10 years in the making: How Lancia won the 1988 Safari Rally
Lancia’s record up to and including the 1987 season – the first of the all-new Group A era in the World Rally Championship – was enviable: a hat-trick of manufacturers’ titles with the fabulous Stratos in 1974, ’75 and ’76, another crown with the Martini 037 in 1983 and a drivers’/makes’ double in ’87 with the Delta HF Turbo.
The Italian marque had won all the great rallies – Monte Carlo, Sweden, Corsica, Acropolis, Sanremo and the RAC – but its WRC victory tally had one glaring omission: the Safari.
Success on the gruelling African adventure had eluded Lancia in its 10 previous attempts. The best result had been second and third in ’75 courtesy of Stratos aces Sandro Munari and Bjorn Waldegaard.
For 1988, Lancia was determined to finally chalk up that maiden success.
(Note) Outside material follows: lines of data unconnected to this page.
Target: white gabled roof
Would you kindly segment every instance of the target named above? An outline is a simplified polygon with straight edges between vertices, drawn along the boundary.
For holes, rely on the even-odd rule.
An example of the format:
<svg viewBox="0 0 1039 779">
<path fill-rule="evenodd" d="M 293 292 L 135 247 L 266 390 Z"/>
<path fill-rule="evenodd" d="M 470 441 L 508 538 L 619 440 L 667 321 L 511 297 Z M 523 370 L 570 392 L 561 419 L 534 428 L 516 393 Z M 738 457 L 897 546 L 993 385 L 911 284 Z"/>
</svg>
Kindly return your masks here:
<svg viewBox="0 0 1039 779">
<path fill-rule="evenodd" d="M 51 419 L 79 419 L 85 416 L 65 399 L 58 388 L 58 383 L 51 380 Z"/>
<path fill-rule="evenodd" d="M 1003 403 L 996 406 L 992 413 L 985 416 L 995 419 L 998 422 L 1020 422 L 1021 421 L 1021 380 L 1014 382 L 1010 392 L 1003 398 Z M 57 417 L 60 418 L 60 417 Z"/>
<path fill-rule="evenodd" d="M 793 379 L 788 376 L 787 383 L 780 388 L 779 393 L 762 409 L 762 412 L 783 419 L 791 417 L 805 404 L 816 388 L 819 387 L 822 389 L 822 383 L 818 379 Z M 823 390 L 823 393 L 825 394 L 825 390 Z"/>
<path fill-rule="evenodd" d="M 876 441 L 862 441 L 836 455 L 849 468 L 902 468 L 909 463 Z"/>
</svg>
Armed with the now-six-speed Integrale, a car that had won on its debut last time out in Portugal with Massimo Biasion, the team’s hopes rested on Biasion and his team-mate Vic Preston, a Kenyan-born driver with ‘local’ knowledge.
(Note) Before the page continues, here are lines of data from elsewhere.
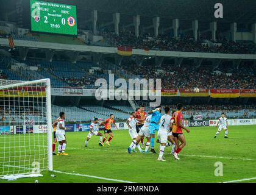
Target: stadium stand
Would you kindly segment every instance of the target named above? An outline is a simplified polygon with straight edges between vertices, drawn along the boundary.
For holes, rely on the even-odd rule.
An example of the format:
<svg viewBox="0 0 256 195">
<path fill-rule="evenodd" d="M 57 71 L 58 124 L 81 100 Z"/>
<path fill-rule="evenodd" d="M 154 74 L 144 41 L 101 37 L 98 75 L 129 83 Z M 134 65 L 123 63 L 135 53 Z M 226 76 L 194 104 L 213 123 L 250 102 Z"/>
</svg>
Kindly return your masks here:
<svg viewBox="0 0 256 195">
<path fill-rule="evenodd" d="M 118 36 L 113 32 L 106 31 L 102 35 L 108 45 L 115 47 L 125 45 L 142 49 L 225 54 L 255 54 L 256 49 L 256 45 L 253 43 L 244 44 L 226 40 L 217 40 L 215 43 L 219 44 L 210 46 L 209 44 L 204 44 L 202 40 L 195 41 L 190 37 L 180 37 L 176 40 L 168 35 L 160 34 L 154 37 L 147 33 L 137 37 L 133 33 L 127 30 L 120 30 Z M 210 40 L 208 41 L 213 43 Z"/>
</svg>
Fears of a sodden event following intense rainfall during the build-up to rally the were allayed on the first day when crews headed into 35C heat and dusty terrain. The Volkswagen Golf GTis of Erwin Weber and Lars-Erik Torph made the early running on the run to Mombassa, while both Lancias suffered gearbox trouble.
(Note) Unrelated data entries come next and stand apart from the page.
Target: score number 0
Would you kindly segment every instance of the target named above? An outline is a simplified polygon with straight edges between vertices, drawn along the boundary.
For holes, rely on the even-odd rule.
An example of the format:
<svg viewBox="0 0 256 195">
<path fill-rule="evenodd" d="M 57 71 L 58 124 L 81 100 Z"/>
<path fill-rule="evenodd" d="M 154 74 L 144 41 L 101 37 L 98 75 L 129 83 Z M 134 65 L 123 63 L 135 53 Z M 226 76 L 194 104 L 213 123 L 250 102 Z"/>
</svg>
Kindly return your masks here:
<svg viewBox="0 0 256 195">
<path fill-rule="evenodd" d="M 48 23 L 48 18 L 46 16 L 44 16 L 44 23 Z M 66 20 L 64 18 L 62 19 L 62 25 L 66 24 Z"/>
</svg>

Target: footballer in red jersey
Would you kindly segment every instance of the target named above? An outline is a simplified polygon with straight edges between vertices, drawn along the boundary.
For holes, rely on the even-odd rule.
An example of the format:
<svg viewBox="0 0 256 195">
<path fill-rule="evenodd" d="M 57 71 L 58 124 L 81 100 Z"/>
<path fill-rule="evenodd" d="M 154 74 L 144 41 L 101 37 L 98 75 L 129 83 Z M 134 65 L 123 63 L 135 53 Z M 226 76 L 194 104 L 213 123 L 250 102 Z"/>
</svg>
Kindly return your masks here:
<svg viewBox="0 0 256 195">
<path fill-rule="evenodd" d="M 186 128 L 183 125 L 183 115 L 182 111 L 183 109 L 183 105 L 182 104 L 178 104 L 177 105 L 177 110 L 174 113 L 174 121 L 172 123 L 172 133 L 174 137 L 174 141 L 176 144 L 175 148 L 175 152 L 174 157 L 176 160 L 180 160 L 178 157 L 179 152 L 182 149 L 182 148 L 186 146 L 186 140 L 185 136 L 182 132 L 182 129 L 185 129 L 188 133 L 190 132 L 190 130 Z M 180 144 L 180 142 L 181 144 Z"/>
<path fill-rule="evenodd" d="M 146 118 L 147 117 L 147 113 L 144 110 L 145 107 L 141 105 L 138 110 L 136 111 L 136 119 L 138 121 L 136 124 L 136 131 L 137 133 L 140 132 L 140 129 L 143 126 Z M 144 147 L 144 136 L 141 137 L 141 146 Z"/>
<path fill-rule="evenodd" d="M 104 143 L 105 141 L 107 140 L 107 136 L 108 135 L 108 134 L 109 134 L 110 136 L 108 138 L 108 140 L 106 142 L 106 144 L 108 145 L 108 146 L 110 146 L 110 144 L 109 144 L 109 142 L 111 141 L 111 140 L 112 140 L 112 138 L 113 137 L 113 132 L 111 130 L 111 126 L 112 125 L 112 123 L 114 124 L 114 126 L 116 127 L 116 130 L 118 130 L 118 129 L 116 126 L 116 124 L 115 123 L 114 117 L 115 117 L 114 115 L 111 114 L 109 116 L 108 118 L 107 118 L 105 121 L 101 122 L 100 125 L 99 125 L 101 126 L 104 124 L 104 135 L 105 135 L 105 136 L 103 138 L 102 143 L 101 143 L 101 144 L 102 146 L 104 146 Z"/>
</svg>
The status quo was soon restored for the team that hadn’t lost a WRC event it had contested for 10 months. Biasion’s Lancia moved ahead on the return up to Nairobi when the leading VW suffered a driveshaft failure, but the Italian was soon to feel the reliability heat when the turbo on the #6 Delta failed, losing him 35 minutes.
The only Italian machine left in the rally – Preston had retired with driveshaft failure – went on a charge. Making up huge chunks of time on his rivals, Biasion fended off a driveshaft issue of his own on the third leg and a collision with a zebra on the fourth to record a relative narrow (in Safari terms) 12-minute victory over the Nissan 200SX of Mike Kirkland.
The historic win, 26 years ago today (April 4), gave Biasion the drivers’ championship points lead for the first time that season and helped his march towards the first of two consecutive titles. It also went a long way to helping Lancia on its way to a sixth makes’ crown.